Program terakhir adalah keadilan bagi tenaga kerja Batuah. Selama ini, pemuda-pemudi Batuah kesulitan bersaing untuk bekerja di perusahaan. Padahal, perusahaan tersebut beroperasi di dekat rumah mereka. Rasyid menggagas program pemagangan di perusahaan. Di sini, para pemuda Batuah di-upgrade agar memiliki keahlian. “Termasuk bekerja sama dengan balai latihan kerja,” imbuhnya.

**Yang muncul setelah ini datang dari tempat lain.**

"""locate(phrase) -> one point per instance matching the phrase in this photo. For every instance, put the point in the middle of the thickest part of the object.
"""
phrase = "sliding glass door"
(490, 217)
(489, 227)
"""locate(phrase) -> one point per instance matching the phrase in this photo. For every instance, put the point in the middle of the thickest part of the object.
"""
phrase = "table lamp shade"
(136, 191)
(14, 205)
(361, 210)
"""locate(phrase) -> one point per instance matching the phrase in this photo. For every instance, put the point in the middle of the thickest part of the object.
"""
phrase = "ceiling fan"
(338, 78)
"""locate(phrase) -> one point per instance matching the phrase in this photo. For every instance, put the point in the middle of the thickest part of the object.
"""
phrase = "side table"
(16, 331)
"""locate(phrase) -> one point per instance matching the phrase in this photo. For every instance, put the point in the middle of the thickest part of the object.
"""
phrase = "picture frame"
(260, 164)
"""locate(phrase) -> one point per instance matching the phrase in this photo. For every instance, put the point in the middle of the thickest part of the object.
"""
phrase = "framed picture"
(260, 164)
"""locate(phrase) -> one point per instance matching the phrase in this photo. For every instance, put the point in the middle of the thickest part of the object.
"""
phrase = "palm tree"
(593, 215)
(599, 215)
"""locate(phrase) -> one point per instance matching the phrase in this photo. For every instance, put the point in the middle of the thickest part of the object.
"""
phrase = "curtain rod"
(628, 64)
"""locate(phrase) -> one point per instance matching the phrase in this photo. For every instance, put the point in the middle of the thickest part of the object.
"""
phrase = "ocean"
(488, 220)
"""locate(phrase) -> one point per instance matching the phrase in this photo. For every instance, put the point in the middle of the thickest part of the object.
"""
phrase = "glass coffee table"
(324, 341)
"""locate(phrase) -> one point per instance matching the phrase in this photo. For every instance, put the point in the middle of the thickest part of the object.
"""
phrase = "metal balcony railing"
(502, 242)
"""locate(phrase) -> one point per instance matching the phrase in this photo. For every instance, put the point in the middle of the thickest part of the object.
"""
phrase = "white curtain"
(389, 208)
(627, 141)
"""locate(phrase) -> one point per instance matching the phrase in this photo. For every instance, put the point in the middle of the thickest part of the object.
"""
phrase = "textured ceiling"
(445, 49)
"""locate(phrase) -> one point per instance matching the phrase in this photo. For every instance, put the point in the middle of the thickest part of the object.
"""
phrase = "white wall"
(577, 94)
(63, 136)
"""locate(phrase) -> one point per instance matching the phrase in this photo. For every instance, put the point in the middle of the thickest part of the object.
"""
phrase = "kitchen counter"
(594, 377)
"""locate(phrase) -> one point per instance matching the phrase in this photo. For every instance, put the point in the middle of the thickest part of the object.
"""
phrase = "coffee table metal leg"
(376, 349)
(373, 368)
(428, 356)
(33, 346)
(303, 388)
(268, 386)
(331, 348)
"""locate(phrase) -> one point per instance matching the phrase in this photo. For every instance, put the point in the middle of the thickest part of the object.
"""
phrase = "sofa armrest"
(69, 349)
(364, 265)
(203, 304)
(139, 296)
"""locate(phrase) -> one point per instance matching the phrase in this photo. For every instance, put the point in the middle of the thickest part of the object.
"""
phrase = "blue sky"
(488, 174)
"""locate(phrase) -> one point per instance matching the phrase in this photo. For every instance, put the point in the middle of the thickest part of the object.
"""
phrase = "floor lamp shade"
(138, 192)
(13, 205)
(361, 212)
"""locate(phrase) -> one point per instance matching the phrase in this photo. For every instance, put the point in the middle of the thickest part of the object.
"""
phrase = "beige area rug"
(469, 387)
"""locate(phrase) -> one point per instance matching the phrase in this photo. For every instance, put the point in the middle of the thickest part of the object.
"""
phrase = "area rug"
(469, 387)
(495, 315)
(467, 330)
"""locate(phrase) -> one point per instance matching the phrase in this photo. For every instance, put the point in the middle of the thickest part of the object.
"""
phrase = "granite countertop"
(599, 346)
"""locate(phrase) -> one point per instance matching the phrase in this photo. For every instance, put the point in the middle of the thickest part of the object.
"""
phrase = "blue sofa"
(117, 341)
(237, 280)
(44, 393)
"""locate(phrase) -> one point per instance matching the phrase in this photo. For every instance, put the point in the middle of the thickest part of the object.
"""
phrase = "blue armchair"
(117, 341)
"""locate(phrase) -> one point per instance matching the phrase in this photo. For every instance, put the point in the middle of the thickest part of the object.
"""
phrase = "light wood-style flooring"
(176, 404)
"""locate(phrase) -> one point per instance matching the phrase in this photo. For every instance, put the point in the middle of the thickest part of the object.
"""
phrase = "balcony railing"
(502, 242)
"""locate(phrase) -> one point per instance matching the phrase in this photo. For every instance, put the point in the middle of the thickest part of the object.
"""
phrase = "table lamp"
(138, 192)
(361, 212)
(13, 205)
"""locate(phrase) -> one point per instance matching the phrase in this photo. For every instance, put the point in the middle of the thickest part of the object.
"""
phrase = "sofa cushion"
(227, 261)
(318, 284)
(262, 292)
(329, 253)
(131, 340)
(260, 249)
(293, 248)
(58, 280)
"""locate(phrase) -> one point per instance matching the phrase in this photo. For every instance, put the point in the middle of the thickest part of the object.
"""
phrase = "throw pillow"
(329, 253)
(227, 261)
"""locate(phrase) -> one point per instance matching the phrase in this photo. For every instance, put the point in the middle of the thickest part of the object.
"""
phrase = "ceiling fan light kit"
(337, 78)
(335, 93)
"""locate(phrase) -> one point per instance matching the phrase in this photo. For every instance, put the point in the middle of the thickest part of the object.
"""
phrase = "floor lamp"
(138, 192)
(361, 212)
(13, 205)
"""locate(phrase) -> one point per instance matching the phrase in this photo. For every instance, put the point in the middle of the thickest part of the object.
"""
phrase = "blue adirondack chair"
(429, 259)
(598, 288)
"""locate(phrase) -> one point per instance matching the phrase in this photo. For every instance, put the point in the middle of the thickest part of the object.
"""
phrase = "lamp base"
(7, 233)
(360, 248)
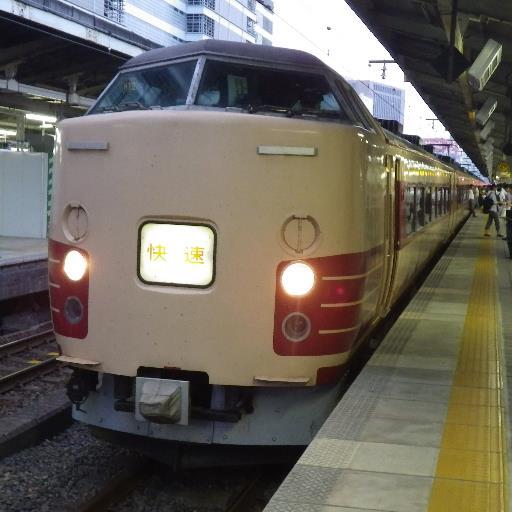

Untuk jangka panjang, Rasyid menggagas pembangunan kebun buah milik desa. Batuah, kata dia, adalah desa yang berpotensi menjadi tempat persinggahan. Masjid Cheng Ho adalah contohnya. Batuah perlu lebih banyak tempat menarik. Potensi yang juga tak kalah adalah pertanian. Batuah memproduksi buah naga dan lada. Untuk buah naga, produk olahan belum digarap maksimal.
Rasyid berpandangan, seluruh potensi Batuah harus digali. Jika tidak, Rasyid khawatir, Batuah menjadi kota mati.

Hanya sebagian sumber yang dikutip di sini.